I think I can make it. :tu


----------



## Lance (Nov 25, 2005)

dogs allowed?


----------



## Guest (Jul 1, 2007)

Lance said:


> dogs allowed?


You'll have to ask Jo


----------



## justinphilly-cl (Sep 7, 2005)

Lance said:


> dogs allowed?


you can bring the dog.. just know the back yard is only 1/2 fenced.. so maybe bring a rope or leash.


----------



## Lance (Nov 25, 2005)

meh, the dog can stay at home. she is a pain in the ass anyway

count kathleen and me in. we will be there until about 4 probably.


----------



## GrtndpwrflOZ (May 17, 2007)

I had a GREAT time last time.....Thanks again
As for July 4th. 

I think Linda & I may stop by for an hour or 2 but then have to be off to prior commitments.

If that is ok with you Justin?

B:ss


----------



## justinphilly-cl (Sep 7, 2005)

Bring Anyone You Want....


----------



## RedBaron (Nov 25, 2005)

Bumpzor!


----------



## RPB67 (Mar 26, 2005)

If I only lived closer . :ss


----------



## stinkie (Jun 11, 2007)

wish i could but have to work on thursday.besides its a long drive. maybe next time im in philly. 


stinkie


----------



## Isombitch (May 16, 2006)

I have to work until 1:00 PM and it's a long drive; but, I'd be a damn fool to miss one of your shindigs! Since I probably couldn't make until going on 3:00 PM, how long is "whenever"?

Steve


----------



## justinphilly-cl (Sep 7, 2005)

Isombitch said:


> I have to work until 1:00 PM and it's a long drive; but, I'd be a damn fool to miss one of your shindigs! Since I probably couldn't make until going on 3:00 PM, how long is "whenever"?
> 
> Steve


it seems like 3:00 is the new 12:00, as i am hearing that is the time people plan to arrive.. lance says 12 or 1 is his arrival, but chris, dan, wilson, me, you??, and im sure others will be there all night..

so stop by when you want, you remember how to get here?


----------



## Isombitch (May 16, 2006)

justinphilly said:


> it seems like 3:00 is the new 12:00, as i am hearing that is the time people plan to arrive.. lance says 12 or 1 is his arrival, but chris, dan, wilson, me, you??, and im sure others will be there all night..
> 
> so stop by when you want, you remember how to get here?


Oh yeah, piece of cake without stopping in mahogs first!

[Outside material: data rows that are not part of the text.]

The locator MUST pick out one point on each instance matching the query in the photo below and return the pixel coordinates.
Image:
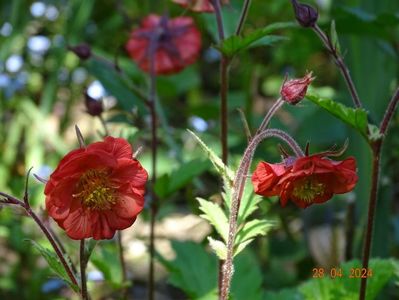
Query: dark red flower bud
(93, 107)
(83, 51)
(294, 90)
(305, 14)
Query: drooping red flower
(294, 90)
(305, 180)
(198, 5)
(171, 44)
(97, 190)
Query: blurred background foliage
(42, 87)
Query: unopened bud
(83, 51)
(294, 90)
(93, 107)
(305, 14)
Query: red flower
(97, 190)
(171, 44)
(294, 90)
(305, 180)
(198, 5)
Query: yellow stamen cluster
(308, 188)
(94, 192)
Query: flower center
(308, 188)
(94, 191)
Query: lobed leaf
(354, 117)
(221, 168)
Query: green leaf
(221, 168)
(284, 294)
(252, 229)
(54, 263)
(218, 247)
(193, 270)
(114, 84)
(216, 216)
(260, 37)
(356, 118)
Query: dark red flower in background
(198, 5)
(305, 180)
(171, 44)
(294, 90)
(97, 190)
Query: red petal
(101, 229)
(129, 171)
(265, 178)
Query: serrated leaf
(54, 263)
(334, 37)
(260, 37)
(249, 203)
(252, 229)
(221, 168)
(218, 247)
(354, 117)
(216, 216)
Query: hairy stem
(371, 213)
(376, 149)
(239, 184)
(83, 265)
(340, 63)
(154, 201)
(389, 112)
(243, 17)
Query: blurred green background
(42, 88)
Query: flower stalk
(376, 148)
(239, 185)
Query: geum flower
(199, 5)
(97, 190)
(305, 180)
(169, 44)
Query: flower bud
(294, 90)
(305, 14)
(83, 51)
(93, 107)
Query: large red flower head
(97, 190)
(198, 5)
(170, 44)
(305, 180)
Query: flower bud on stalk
(83, 51)
(294, 90)
(305, 14)
(93, 107)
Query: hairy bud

So I'm in for tomorrow! :ss

You seem to have weather control for your herfs. Forecast is mostly cloudy and cool with 10% chance of rain! The last one was nearly the same. :tu


----------



## justinphilly-cl (Sep 7, 2005)

Isombitch said:


> You seem to have weather control for your herfs. Forecast is mostly cloudy and cool with 10% chance of rain! The last one was nearly the same. :tu


yeah, i got connections.. dont forget about the fireworks... last time we had them, and i think we should have some tomorrow


----------



## RedBaron (Nov 25, 2005)

I'm sleepin over!:tu


----------



## Lance (Nov 25, 2005)

well if everyone is coming at 3 I will probably push back our arrival until 2ish.

Whats the plan for fireworks? Is there a place to watch, or do you have something planned for your place?


----------



## Danbreeze (Jun 27, 2006)

I will be the early bird and try to make it by 1 since I have to leave around 4-4:30


----------



## Isombitch (May 16, 2006)

Things took a downturn for me. Gotta work until 4PM now and I'll see how my achin' back is later and go from there. If I don't make it smoke one for me!

Steve


----------



## Isombitch (May 16, 2006)

I just got off work and I'm beat. We were very busy today and this old body is talkin' at me. I hope everyone has a great time. See ya next time, I hope. 

Steve


----------



## bonggoy (Mar 9, 2006)

Sorry I had to back out at the last minute. I hope everyone had a great time.


----------



## Lance (Nov 25, 2005)

Thanks for the great food, smokes and the invite.


----------